Il futuro è già atterrato sulla Darsena di Milano come una navicella spaziale. Anche se quello strano oggetto è una serra galleggiante nata all’Università di Firenze che permette di coltivare senza utilizzare la terra. Solo l’energia del sole per dissalare l’acqua e con quella far crescere frutta e verdura. La risposta, concreta, a una delle domande principali di Expo: come dare da mangiare a una popolazione globale crescente senza esaurire le risorse naturali.
Ma le idee dell’Esposizione hanno preso anche la forma di una sorta di quadro di Mondrian lungo 70 metri e alto 12 che ti viene incontro sul Decumano. Basta avvicinarsi per capire che al posto della vernice ci sono grano, riso e mais e che quella “tela” è la proposta di Israele: un campo verticale irrigato goccia a goccia, un sistema usato anche nel deserto. Gli Stati Uniti, invece, la loro vertical farm l’hanno “arredata” con insalata e ortaggi: un modo per alimentare le città. Un altro pezzo di domani. Anche se gli Usa hanno davvero portato nel loro padiglione un po’ di spazio. Con la Nasa venuta a spiegare che gli sviluppi dell’agricoltura dipendono anche dai satelliti che leggono i terreni, gli oceani e l’aria, facendo previsioni.
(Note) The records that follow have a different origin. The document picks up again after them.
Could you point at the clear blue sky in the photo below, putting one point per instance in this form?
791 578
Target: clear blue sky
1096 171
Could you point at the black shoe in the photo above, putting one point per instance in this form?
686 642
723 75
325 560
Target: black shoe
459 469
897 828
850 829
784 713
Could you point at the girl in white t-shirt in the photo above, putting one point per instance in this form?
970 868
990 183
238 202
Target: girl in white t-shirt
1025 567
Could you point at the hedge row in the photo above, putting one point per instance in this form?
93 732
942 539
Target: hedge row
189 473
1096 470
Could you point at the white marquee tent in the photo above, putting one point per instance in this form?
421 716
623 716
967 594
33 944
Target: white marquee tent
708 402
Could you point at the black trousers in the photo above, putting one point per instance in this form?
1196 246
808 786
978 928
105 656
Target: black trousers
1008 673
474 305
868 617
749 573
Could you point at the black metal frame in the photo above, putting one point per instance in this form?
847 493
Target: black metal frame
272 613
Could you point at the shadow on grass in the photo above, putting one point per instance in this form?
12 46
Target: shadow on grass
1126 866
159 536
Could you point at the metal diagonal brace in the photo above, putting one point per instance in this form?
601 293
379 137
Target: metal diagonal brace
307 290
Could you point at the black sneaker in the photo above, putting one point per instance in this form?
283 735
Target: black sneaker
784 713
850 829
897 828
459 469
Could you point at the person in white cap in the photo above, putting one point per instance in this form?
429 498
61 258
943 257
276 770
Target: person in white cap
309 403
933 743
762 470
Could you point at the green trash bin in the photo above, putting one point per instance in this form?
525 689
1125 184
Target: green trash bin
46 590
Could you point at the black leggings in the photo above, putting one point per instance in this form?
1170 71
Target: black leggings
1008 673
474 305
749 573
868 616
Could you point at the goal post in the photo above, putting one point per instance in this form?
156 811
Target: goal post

Tra le code per visitare i padiglioni e i piatti degli chef, tra le architetture e le attrazioni, a Expo sono germogliate anche le idee. Centinaia di convegni, vertici internazionali di ministri e capi di Stato, incontri e presentazioni di start up. Una sfida sui contenuti che in qualche modo culminerà il 16 ottobre con la Giornata mondiale dell’Alimentazione. È allora che al segretario dell’Onu Ban Ki-moon verrà consegnata la Carta di Milano, il documento firmato già da un milione di persone e appena presentato al Palazzo di vetro di New York, che vuole rappresentare l’eredità immateriale dell’Esposizione, e il patto sul cibo urbano voluto dal Comune di Milano che verrà firmato da cento città del mondo. Ma adesso che manca un mese alla chiusura dei cancelli, ci sono già proposte concrete destinate a rimanere. Partendo dalle parole chiave, le più utilizzate (elaborate dal ministero dell’Agricoltura sulla base di WikiExpo, database creato per conservare ciò di cui si è discusso) all’interno del sito: agricoltura, sicurezza alimentare, sostenibilità, innovazione, biodiversità.
Un tema cardine è stato come sviluppare modelli agricoli in grado di garantire cibo sano per tutti. E molti Paesi lo hanno affrontato a partire dal sostegno ai piccoli produttori e dalla dimensione familiare. Ma Ex- po è stata anche una vetrina per raccontare il contadino del futuro. Agricoltura di precisione per fare di più con meno. Macchinari che dal campo trasferiscono le informazioni negli uffici o su uno smartphone, i droni e i satelliti che controllano le coltivazioni, sensori ottici e gps per rilevare il grado di umidità del terreno. Perché la tecnologia ha incrociato tutte le parole chiave. Solo il ministero dell’Agricoltura e Padiglione Italia hanno raccolto 450 start up che hanno proposto soluzioni innovative. Dalle serre 2.0 da salotto allo smarthpone che, attraverso l’analisi del Dna, lavora sulla sicurezza alimentare, fino all’app contro lo spreco di cibo: il quartiere viene avvertito degli sconti fatti dai negozianti a fine giornata. E se dal Qatar e dall’Oman sono arrivate le serre idroponiche del deserto, la Francia ha lanciato la sfida della sostenibilità con la lotta biologica per sostituire pesticidi e insetticidi, e la Svizzera ha ospitato un brevetto per generare acqua potabile dall’aria.
Claudia Sorlini è soddisfatta: «Non mi sarei aspettata così tanto interesse da parte della gente per gli incontri e per l’aspetto culturale».È lei, la presidente del comitato scientifico di Expo del Comune e delle università milanesi, a dire: «quello che mi ha colpito di più sono le ricerche sul trasferimento di geni di resistenza ai parassiti o alla siccità attraverso gli incroci tra piante selvatiche e piante coltivate. Possono rappresentare un indirizzo futuro importante per fare miglioramento genetico senza Ogm». Un esempio anche di come si possa salvare la biodiversità e rispondere a un altro problema: «È stato tra i più dibattuti: il cambiamento climatico». Ma la città di Expo ha mostrato anche come si possa lavorare sugli sprechi. Un sistema che in quattro mesi ha permesso di recuperare 25mila chili di cibo ridistribuiti a strutture che assistono 54mila persone. E proprio tra i padiglioni, il governo ha presentato un piano per arrivare a salvare in tutta Italia entro il 2016 un milione di tonnellate di alimenti.